Everything and everyone mattered to Jesus. They still do.

“Everything speaks.” As we heed the call of Pope John Paul II, Pope Benedict XVI, and Pope Francis to embark on the “New Evangelization,” we would do well to remember that “everything speaks.” The kindness of our words, the thoughtfulness of our deeds, the inner truth of our actions, and even something as simple as the smile we wear all have an enormous power to draw our fellow men and women to Christ and the joy of the Gospel. As Blessed William Joseph Chaminade counseled, we are called to impart “a Christian lesson by every word, by every gesture, by every look.” (Constitutions of the Society of Mary, 1839)

It’s so easy to compartmentalize our lives and to exclude Christ from some of the yet unevangelized corners of our own hearts. But Christ wants to saturate our lives, to penetrate every last fiber of our being. And He won’t stop trying, no matter how many times we fail or fall short. He is always willing to forgive us, always willing to embrace us in mercy and in love. To Christ, everything matters, and so it must to us.

Disney’s entertainment empire stands as a testimony to the power of the imagination. From talking tiki birds to swashbuckling animatrons to dancing fountains and fireworks, Disney’s “imagineers” have mined the depths of their creativity to create a world in which the impossible becomes – well – possible.

Christ calls us to tap into our imagination and see the world though His eyes. It’s a world in which a woman known for her infidelity stands as one of the faithful few at the foot of the Cross. Imagine that kind of world – a world in which a man who denies Jesus three times in craven fear becomes the solid rock upon which Christ builds His Church. Picture a Church whose fiercest persecutor becomes its foremost evangelizer. Imagine five loaves and fish feeding five-thousand of the Lord’s followers. Imagine a God who loves us – who loves me – so much that He died on a Cross to redeem me from the power of sin and death. Imagine a God who rose from the dead, as a promise that we too would rise from the dead and enjoy eternal life.

Sometimes, I think, we lack religious imagination. Christ’s life, death, and resurrection, however, empower us to dream big. And dream big we indeed must, because those dreams have a sure foundation on the promises of Jesus Christ.

I began this letter by recalling some fond memories of the “Keys of the Kingdom” Tour. Indeed, Walt Disney and his collaborators have built a vast kingdom – a Magic Kingdom – founded on the power of the imagination and their steadfast determination to create “the happiest place on earth.” With all due respect to the Disney Company, however, I would argue that we who follow Christ know of an even happier kingdom. It is Christ’s Kingdom – already perfect in Heaven, and reflected here on earth – however imperfectly – among all the inhabitants of the world, in our Church, and in our hearts.
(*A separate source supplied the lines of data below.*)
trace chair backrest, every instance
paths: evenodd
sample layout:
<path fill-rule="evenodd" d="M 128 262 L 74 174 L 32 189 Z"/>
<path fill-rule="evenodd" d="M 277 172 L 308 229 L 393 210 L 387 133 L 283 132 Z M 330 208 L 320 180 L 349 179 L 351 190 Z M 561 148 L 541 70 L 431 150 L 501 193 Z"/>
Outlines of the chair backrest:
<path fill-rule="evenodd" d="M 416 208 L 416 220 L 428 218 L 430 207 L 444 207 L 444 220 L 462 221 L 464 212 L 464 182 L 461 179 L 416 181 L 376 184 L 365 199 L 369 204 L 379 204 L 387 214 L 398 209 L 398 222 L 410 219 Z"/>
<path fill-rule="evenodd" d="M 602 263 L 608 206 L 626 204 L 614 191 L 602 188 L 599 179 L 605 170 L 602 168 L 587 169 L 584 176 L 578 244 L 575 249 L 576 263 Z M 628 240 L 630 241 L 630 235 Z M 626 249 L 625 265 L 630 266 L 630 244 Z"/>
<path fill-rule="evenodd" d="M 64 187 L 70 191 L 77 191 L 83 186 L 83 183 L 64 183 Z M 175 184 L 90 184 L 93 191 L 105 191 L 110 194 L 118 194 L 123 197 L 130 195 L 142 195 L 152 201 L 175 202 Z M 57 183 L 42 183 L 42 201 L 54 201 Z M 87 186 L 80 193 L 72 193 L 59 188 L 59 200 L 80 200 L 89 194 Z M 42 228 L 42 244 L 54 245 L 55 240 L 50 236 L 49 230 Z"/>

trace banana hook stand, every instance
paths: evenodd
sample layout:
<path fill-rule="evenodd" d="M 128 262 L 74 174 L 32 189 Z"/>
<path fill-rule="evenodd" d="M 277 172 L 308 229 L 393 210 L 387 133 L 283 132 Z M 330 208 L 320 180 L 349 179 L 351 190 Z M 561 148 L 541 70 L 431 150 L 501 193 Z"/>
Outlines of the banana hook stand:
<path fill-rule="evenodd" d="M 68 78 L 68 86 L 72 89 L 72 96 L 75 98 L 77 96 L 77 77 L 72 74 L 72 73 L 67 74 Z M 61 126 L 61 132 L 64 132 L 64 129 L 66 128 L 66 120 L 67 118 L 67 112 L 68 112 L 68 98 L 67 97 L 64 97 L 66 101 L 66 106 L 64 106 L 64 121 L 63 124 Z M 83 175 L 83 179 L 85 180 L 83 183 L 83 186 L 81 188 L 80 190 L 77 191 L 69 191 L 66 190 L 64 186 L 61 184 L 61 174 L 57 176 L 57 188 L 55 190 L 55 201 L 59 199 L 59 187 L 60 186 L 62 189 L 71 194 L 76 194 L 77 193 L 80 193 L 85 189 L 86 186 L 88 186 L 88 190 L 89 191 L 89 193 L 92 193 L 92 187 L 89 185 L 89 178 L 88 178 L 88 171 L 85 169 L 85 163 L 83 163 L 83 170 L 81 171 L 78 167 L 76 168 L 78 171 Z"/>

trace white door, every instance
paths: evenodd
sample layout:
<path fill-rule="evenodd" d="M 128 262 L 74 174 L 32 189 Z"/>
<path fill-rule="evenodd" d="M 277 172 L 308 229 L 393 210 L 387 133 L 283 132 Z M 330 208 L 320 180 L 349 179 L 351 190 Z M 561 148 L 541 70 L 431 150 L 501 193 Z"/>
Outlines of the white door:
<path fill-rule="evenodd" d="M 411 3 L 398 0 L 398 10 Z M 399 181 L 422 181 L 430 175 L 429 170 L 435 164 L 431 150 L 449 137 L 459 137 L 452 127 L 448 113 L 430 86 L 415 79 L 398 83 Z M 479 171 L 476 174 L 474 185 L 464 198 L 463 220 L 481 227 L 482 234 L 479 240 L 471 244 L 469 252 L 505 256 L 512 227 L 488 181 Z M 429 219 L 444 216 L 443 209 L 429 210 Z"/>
It is a kingdom in which everything speaks of Christ’s almost unimaginable mercy and love. The glorious mystery of it all is that the unimaginable has become not merely imaginable, but real. It is the sure and firm promise of life in Christ in this world and in the next.

“Seek first the kingdom of God and His righteousness, and all these things will be added unto you.” (Matthew 6:33) Let us build the Kingdom of God right here on earth, right in our midst!

On behalf of all my Marianist Brothers, peace and prayers,

Bro. Steve

P.S. As we work to build God’s Kingdom on earth, we pray for the grace to be strong and courageous. “Be Strong and Courageous” – that’s the theme of our upcoming college-age retreat. I’m very much looking forward to building on the energy, enthusiasm, and candor of our college-age retreat this past January. Our next retreat will be at Founder’s Hollow. We’ll leave from Chaminade on Tuesday, May 19, at 4:00 p.m., and we’ll return to Chaminade on Thursday, May 21 by 3:00 p.m. I hope that you will join us!!!!!!